Non mancarono in Lombardia e fuori imitatori di Leonardo fra gli orafi e gli intagliatori. Ma più che di imitatori si trattò veramente di modesti artisti che — a corto di motivi ornamentali — riprodussero, per esempio, la Vergine delle Rocce in smalti e in piccoli rilievi argentei; o nelle impugnature di coltelli, nelle plachette, nelle medaglie riprodusser motivi che il maestro aveva popolarizzato co’ suoi studi per i due monumenti equestri. Ve n’è nei Musei di Milano, di Firenze, di Parigi.

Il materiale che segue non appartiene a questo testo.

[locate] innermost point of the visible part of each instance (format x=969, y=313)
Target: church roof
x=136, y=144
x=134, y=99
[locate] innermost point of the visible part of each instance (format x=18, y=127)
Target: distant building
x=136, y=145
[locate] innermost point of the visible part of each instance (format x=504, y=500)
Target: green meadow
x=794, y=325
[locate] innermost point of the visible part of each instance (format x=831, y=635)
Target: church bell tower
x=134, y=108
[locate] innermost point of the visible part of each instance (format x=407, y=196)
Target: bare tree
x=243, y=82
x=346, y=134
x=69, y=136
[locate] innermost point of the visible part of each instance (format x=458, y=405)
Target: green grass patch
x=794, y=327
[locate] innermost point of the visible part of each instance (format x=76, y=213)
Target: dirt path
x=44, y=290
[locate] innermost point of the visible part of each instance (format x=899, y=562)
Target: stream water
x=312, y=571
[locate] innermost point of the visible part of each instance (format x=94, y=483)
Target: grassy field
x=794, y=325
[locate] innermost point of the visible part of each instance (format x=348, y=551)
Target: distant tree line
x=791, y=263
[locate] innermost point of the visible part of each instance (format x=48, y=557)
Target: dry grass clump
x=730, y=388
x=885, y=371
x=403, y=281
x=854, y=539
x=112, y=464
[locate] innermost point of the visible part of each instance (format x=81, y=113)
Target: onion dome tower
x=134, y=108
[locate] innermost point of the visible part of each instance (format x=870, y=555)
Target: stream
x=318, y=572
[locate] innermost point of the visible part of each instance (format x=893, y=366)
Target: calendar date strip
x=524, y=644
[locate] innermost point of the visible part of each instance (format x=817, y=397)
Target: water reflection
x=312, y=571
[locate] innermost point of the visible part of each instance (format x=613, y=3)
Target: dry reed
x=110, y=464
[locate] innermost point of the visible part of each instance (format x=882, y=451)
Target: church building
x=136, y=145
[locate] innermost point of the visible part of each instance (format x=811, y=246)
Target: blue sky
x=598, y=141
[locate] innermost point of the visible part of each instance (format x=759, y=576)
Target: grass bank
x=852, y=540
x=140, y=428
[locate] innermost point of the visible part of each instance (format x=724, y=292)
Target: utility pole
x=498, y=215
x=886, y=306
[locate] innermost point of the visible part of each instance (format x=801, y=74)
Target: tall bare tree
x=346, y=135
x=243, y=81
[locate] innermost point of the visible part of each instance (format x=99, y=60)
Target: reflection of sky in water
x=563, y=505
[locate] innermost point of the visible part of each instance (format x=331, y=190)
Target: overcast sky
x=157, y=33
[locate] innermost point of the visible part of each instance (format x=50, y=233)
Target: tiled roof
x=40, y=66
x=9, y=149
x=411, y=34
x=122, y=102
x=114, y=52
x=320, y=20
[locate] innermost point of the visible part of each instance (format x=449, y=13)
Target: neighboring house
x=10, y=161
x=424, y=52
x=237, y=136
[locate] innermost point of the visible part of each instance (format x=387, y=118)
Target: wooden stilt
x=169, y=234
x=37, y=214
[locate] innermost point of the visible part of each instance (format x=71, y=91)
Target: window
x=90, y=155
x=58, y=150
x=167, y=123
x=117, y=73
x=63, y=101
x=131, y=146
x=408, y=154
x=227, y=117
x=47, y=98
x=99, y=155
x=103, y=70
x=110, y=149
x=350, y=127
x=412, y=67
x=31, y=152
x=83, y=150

Più grande e fecondo e duraturo, anche se dannoso al naturale svolgimento della scuola locale, fu invece l’influsso di Leonardo sulla pittura lombarda. E ciò è ben naturale poiché r attività più appariscente di quel grande eclettico fu a prò della pittura. In essa il seme fruttificò fino a invadere tutto il campo prima un po’ ristretto dell’arte regionale e s impose e dilagò in proporzioni eccessive. In confronto a ciò gli esempi che ci siamo industriati di far conoscere nel campo della scultura son ben poca cosa. Ma non è stato forse inutile, alla miglior conoscenza di uno degli aspetti di quello che fu chiamato il prisma del genio di Leonardo, l’avervi richiamato sopra, una volta tanto, l’attenzione e lo studio.